Paperboy012305 said:


> A question mark collectible?





LambdaDelta said:


> were these like really old early era removed collectibles or something?



I think they spawned in people's inventories back when collectibles were being added to tbt as testers, all I know is that they apparently appeared in people's line-ups and disappeared

years and years ago before I joined


----------



## LambdaDelta (Jun 19, 2016)

Xerolin said:


> it's from the early days of TBT, it was called "test" or something. it wasnt an actual collectible. Some old members still have it to this day



restock test plz staff kthx


----------



## Xerolin (Jun 19, 2016)

Hi Jake, how're the 2 J's and O?


----------



## Paperboy012305 (Jun 19, 2016)

Find a member who still has it.


----------



## Bloody_House (Jun 19, 2016)

Is it 2 hours yet?


----------



## Kaiserin (Jun 19, 2016)

I have awoke from my nap to continue stalking this thread.


----------



## ZetaFunction (Jun 19, 2016)

Bloody_House said:


> Is it 2 hours yet?



Just about.  I'm expecting one in 2 minutes.
it'll probably be when I leave though lol


----------



## Bloody_House (Jun 19, 2016)

Lucanosa said:


> Just about.  I'm expecting one in 2 minutes.
> it'll probably be when I leave though lol



Aww I'll give you one if I can buy 2
Edit: nvm I have bells for 1 lol

- - - Post Merge - - -

I think 3 hours has passed


----------



## Cadbberry (Jun 19, 2016)

It has been 3 hours and 5 minutes since the last restock


----------



## ZetaFunction (Jun 19, 2016)

Bloody_House said:


> Aww I'll give you one if I can buy 2
> Edit: nvm I have bells for 1 lol
> 
> - - - Post Merge - - -
> ...



I'm wondering if there's going to be anymore restocks or if 252 is it


----------



## Bloody_House (Jun 19, 2016)

Lucanosa said:


> I'm wondering if there's going to be anymore restocks or if 252 is it



Hopefully 400...


----------



## LambdaDelta (Jun 19, 2016)

it'd be hilarious if all the staff actually fell asleep and just forgot about this


----------



## lizzy541 (Jun 19, 2016)

i'm hoping there's some more restocks bc i still haven't gotten any )): oh well if there isn't tho


----------



## Paperboy012305 (Jun 19, 2016)

C'mon Admins, why you slackin?


----------



## ShinyYoshi (Jun 19, 2016)

Lucanosa said:


> I'm wondering if there's going to be anymore restocks or if 252 is it



That would be weird. I only got the pink carnation because I was online at like 2 am (technically the day after Mother's Day) and they had a restock.


----------



## Xerolin (Jun 19, 2016)

my dog's whining to go out but i dont wanna miss restocks, i need to get my priorities in check


----------



## Justin (Jun 19, 2016)




----------



## lizzy541 (Jun 19, 2016)

yee i got 3 (

HAHAH THIS POST WAS ALSO MY 2K POST NICE btw thanks for the restocks justin and any others who helped!!


----------



## Kirbystarship (Jun 19, 2016)

thanks for the restocks.


----------



## Paperboy012305 (Jun 19, 2016)

Justin said:


>


That's the signal, and I got one! Gonna sell it now. I'm gonna get my TBT back.


----------



## Bloody_House (Jun 19, 2016)

YAY! was able to get two

- - - Post Merge - - -

Off topic again, in tbt fair do we buy collectibles with tbt?


----------



## Cadbberry (Jun 19, 2016)

Got 4 more :3 I even missed the call and came late and still caught 4


----------



## Crash (Jun 19, 2016)

Bloody_House said:


> YAY! was able to get two
> 
> - - - Post Merge - - -
> 
> Off topic again, in tbt fair do we buy collectibles with tbt?

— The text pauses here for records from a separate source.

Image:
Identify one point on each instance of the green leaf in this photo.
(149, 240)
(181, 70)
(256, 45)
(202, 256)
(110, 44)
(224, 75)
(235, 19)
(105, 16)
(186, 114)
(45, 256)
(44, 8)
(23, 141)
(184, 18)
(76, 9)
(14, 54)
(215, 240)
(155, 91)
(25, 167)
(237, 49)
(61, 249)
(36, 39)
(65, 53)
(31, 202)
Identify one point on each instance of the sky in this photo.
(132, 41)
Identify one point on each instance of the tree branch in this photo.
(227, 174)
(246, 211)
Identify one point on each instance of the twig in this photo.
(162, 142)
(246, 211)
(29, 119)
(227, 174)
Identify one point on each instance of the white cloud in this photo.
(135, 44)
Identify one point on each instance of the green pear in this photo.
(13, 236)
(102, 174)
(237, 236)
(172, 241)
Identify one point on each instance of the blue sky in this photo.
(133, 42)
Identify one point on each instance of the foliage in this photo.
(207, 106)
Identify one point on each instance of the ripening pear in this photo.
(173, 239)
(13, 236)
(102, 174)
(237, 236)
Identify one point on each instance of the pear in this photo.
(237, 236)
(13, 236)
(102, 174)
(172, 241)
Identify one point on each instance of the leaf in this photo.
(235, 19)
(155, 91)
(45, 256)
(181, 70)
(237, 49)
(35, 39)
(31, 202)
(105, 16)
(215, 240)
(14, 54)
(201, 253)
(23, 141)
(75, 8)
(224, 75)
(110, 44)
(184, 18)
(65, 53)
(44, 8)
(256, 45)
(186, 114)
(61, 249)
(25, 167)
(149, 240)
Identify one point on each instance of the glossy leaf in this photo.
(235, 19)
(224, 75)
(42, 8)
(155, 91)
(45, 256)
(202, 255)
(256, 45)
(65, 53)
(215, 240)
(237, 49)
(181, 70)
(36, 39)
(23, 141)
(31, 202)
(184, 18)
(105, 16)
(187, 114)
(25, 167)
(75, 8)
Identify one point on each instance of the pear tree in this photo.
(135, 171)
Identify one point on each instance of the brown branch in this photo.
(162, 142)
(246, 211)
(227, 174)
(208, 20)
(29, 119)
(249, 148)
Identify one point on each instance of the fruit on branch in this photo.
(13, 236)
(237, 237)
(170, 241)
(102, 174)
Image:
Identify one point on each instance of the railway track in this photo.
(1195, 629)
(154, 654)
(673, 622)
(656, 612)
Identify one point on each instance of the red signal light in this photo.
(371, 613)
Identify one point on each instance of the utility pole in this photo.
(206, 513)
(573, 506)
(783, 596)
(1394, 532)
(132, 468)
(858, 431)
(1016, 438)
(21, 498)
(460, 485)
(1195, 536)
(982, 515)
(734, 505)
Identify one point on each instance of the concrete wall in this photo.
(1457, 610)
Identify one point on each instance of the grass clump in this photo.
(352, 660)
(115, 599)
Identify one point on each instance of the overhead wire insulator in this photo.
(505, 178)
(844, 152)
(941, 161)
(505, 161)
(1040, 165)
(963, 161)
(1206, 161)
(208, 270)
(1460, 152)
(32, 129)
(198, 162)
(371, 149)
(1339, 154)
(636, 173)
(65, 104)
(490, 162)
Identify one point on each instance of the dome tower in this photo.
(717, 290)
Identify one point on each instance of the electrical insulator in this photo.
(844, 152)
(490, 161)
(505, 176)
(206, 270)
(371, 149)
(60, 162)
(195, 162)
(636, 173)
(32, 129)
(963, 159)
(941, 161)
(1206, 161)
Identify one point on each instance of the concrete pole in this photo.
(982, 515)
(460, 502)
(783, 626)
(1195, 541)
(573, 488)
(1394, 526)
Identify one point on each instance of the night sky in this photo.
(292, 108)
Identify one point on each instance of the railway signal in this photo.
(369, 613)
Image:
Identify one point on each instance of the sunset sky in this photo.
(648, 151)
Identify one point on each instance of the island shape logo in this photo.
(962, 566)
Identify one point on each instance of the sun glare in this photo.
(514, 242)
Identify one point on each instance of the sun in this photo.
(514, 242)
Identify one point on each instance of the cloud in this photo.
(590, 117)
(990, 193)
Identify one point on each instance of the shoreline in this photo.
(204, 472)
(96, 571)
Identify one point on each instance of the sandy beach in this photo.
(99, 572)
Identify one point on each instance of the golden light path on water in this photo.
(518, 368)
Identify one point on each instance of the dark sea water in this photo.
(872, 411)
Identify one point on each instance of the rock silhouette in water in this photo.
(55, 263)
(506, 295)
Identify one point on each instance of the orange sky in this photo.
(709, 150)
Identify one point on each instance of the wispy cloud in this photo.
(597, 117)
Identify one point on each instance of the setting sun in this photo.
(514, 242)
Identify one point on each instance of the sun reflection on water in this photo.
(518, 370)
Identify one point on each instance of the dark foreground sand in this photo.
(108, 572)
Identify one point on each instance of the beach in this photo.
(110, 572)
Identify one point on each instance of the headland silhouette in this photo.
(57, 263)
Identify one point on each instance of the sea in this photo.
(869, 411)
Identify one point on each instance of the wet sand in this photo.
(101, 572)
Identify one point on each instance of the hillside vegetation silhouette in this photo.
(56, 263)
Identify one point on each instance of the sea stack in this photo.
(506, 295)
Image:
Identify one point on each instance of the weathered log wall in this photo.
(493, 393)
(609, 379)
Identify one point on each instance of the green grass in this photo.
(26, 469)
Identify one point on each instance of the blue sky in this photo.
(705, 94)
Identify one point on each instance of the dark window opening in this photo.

no, there'll be a different currency which i'm pretty sure is tickets


----------



## Bloody_House (Jun 19, 2016)

Crash said:


> no, there'll be a different currency which i'm pretty sure is tickets



Oh k


----------



## Paperboy012305 (Jun 19, 2016)

Bloody_House said:


> YAY! was able to get two
> 
> - - - Post Merge - - -
> 
> Off topic again, in tbt fair do we buy collectibles with tbt?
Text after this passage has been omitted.